The ideal would be if we could also connect to the event hub emulator in the same way by passing just the host and default credential as we do when developing against the real event hub in azure

[victor-malod-se]

Exact same use case as @richardjharding today.

When running Azurite under HTTPS+OAuth, you could use this:

var fullyQualifiedEndpoint = new Uri("https://127.0.0.1:10000/devstoreaccount1/blobcontainername"/*example value, different when deployed*/);
var blobClient = new BlobContainerClient(fullyQualifiedEndpoint, new DefaultAzureCredential());
blobClient.CreateIfNotExists();

That would work in both scenarios with local and cloud environment.
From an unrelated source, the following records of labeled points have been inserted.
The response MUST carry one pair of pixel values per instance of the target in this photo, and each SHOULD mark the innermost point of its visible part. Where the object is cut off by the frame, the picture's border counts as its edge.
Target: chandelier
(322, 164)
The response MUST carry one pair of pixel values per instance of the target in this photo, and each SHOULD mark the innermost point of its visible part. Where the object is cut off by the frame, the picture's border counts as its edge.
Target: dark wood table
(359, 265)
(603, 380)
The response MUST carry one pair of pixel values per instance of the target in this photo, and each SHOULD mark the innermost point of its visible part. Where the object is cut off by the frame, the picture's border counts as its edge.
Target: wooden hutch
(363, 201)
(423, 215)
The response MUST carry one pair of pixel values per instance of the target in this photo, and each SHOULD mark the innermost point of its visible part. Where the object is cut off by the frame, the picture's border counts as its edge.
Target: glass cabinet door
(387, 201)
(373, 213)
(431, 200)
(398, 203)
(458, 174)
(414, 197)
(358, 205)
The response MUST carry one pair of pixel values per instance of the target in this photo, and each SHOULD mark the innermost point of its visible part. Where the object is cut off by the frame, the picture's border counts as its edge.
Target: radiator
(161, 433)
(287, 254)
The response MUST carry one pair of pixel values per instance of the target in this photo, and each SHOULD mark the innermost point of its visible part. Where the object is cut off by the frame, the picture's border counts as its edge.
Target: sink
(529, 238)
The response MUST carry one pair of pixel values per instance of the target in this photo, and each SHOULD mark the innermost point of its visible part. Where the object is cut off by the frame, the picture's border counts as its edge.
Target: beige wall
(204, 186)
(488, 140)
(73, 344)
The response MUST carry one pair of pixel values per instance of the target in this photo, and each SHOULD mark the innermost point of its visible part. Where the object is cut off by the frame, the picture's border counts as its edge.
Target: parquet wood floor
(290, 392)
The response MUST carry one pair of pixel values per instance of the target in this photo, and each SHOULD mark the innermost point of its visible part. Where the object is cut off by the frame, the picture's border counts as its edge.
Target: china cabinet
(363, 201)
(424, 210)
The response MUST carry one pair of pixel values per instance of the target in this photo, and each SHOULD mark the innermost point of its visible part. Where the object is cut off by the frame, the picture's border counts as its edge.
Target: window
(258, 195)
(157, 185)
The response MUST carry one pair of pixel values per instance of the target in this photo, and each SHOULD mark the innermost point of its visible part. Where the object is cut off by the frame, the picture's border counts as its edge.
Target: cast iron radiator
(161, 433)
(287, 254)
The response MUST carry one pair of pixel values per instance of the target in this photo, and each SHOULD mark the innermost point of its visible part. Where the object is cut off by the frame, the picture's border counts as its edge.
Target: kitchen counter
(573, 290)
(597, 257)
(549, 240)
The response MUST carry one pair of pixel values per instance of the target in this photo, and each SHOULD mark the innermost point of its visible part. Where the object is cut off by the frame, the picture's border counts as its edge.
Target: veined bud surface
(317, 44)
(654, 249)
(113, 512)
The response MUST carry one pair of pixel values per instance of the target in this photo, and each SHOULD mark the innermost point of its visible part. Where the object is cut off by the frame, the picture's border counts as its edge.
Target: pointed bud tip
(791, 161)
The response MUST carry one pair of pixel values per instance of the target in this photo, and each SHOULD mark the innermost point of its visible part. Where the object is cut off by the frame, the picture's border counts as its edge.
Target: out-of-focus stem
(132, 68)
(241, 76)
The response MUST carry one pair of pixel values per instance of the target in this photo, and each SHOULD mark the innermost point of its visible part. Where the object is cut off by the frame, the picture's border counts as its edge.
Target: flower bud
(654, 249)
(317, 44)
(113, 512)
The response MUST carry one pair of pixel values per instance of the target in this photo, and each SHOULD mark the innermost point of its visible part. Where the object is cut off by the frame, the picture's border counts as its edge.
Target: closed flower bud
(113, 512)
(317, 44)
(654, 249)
You just have to configure the endpoint of the storage.

But currently you can't have a way to make eventhub-emulator work with such resource (because of no OAuth and HTTPS support).
Today we have 4 options that I can see:

1. fall back to non-https azurite, which will make impossible to connect to azurite using DefaultAzureCredential() (see https://learn.microsoft.com/en-us/azure/storage/common/storage-use-azurite?tabs=visual-studio%2Cblob-storage#azure-sdks), which is not acceptable
2. fall back to use of connection strings everywhere, which I want to avoid in our current implementations (usage of Managed Identities is a must for my project)
3. stop using eventhub emulator and fall back to cloud resources, which is just sad considering that you could have eveything running locally.
4. Do checks in code to switch to the approriate resource according to the environment you are currently running on.

I'm stuck looking at this list trying to consider what is the best option...

[krishankumar95]

@victor-malod-se For Option 4 : Spinning up an isolated instance of Azurite container specifically for Emulator Azurite With Custom Endpoints Docker Compose and not reusing same within client code would mitigate the the need for code changes around AzureBlob connections.

EH Client will be connection string based given the current capabilities of the Emulator ; and will still require test code bifurcation when using Managed Identities.

@Saglodha for visibility : "Feature Request : Managed identity support for EH Emulator."